In the red corner is raw. Big, beefy, unrefined and pretty much straight off the sensor, raw is a rough and ready fellow who delivers winning results – he needs careful handling though, and you can't get so many of these bruisers on your memory card. Photographers have been arguing the pros and cons of raw and JPEG for years, but what is the most suitable file format for MyPhotoSchool students?
Actually, it's not really that big a dilemma. Shooting in raw makes a lot of sense for nearly all amateur photographers, and the majority of pros. When you open a raw file, you are seeing a file that has undergone minimal processing. Crucially, it's uncompressed, so you are getting the complete package of data as recorded by your camera's sensor. In comparison, JPEGs are compressed to save space (thereby losing some data) and have undergone some in-camera processing – to improve sharpness, for example.

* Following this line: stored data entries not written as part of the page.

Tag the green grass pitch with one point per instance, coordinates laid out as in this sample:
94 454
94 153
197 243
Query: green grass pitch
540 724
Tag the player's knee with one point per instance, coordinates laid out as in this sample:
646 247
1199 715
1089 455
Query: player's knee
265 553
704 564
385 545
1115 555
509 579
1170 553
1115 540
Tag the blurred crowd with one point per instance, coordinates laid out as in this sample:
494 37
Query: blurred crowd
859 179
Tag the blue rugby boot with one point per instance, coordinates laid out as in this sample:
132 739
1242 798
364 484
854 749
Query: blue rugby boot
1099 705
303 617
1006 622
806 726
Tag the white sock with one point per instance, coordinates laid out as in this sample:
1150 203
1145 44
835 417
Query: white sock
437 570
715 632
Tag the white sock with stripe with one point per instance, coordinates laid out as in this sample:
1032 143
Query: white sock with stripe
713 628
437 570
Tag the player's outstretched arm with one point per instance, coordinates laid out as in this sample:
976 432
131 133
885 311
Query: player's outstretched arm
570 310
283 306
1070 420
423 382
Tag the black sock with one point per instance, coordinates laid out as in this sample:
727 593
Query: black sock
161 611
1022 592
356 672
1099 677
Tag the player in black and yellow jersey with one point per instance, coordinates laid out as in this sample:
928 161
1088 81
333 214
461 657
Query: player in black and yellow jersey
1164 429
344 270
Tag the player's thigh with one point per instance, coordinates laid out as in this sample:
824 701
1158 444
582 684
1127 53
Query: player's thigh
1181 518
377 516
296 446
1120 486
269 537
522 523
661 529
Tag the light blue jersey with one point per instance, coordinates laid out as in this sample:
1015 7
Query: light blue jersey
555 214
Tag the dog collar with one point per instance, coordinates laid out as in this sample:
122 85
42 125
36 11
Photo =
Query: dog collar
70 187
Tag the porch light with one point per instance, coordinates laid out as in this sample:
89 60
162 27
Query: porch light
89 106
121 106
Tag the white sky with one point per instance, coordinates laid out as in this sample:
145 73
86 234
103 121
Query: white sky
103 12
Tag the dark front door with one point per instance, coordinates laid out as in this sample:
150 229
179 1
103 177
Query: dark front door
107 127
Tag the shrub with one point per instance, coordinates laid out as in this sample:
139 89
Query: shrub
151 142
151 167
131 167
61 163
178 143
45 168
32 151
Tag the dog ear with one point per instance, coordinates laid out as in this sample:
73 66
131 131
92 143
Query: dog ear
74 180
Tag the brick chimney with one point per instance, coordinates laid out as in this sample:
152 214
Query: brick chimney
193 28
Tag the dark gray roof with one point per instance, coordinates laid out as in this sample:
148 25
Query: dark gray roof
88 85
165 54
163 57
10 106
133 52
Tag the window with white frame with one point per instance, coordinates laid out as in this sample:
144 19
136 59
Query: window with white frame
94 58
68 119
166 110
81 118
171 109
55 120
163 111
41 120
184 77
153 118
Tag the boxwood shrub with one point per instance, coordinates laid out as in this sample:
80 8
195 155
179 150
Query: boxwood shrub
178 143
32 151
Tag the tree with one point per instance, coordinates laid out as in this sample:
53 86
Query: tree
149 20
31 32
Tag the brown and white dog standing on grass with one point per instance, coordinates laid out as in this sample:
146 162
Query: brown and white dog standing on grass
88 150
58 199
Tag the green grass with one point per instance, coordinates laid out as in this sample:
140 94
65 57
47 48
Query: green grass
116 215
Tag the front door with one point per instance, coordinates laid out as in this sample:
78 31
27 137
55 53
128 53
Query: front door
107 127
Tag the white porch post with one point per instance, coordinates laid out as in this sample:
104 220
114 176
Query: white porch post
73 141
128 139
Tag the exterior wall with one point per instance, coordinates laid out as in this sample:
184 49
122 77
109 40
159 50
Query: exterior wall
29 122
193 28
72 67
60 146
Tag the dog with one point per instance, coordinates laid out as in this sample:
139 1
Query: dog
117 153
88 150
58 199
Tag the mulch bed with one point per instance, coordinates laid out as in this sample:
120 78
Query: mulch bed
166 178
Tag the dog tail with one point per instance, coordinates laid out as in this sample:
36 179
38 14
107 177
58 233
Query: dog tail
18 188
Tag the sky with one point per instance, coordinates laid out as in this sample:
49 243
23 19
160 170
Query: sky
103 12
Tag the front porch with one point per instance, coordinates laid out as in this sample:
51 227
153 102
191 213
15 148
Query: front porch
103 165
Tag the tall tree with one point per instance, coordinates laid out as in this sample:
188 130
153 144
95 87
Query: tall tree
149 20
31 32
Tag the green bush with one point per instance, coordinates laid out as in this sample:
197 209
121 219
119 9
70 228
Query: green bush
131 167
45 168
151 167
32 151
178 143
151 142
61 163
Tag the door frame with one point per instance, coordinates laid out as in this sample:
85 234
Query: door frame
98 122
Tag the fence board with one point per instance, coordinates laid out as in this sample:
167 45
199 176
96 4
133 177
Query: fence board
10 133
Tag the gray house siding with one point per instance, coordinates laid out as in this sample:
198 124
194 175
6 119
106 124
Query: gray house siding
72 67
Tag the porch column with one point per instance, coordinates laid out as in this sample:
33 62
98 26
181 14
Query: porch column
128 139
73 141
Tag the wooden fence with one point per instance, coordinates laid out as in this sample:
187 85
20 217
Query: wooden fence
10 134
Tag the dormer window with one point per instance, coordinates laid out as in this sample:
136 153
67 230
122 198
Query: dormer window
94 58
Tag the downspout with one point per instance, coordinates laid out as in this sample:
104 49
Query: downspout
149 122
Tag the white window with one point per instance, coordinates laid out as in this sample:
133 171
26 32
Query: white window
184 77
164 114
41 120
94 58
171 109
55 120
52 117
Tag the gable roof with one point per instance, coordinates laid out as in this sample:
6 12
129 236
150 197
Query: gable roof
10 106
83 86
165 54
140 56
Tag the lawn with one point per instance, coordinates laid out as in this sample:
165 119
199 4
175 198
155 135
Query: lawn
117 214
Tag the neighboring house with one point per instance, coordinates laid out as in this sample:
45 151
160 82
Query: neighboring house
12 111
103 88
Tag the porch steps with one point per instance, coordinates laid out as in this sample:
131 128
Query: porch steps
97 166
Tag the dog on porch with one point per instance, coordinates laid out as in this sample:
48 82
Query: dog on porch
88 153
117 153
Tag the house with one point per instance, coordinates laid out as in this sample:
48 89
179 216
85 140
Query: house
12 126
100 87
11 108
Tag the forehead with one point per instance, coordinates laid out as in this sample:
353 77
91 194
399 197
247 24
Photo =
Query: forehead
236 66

So which is best? It depends on what you are photographing and why but for most enthusiast/amateur photographers, there are no longer many compelling reasons for NOT shooting raw. You're getting as much detail and resolution coming through as you possibly can. Yes, you have to open and edit raw files in special raw-editing software, but these are much easier to use than they used to be, and can do a lot more than image processing – Adobe Lightroom is pretty much a complete editing and workflow package for most photographers, and you can pick it up for under £80/$120. Often you get free raw-processing software with your camera, too.
Once you have figured Lightroom out, it takes about a five minutes to open, edit and save out a raw file as a JPEG or TIFF, and you can automate the process to make it even faster. The arguments against raw go as follows.
One, it slows you down and takes up memory card and computer space. True to an extent, but with storage media cheaper than it's ever been, this argument is less valid. Unless you are a sports or press photographer who has to get images to a news editor within five minutes of taking them, there are fewer and fewer reasons to just shoot JPEG. Also, every time you open, edit and save back a JPEG file, some degradation takes place, so it seems a false economy.
Just one word of caution – don't expect raw shooting to somehow compensate for poor camera technique. While it is a more forgiving format than JPEG, enabling you to retrieve a lot of detail, change white balance and correct some poor exposure, it can't salvage very badly exposed or unsharp shots. Noisy and over-sharpened shots will stick out like a sore thumb, whether originally shot in raw or not. Raw is not a cure-all.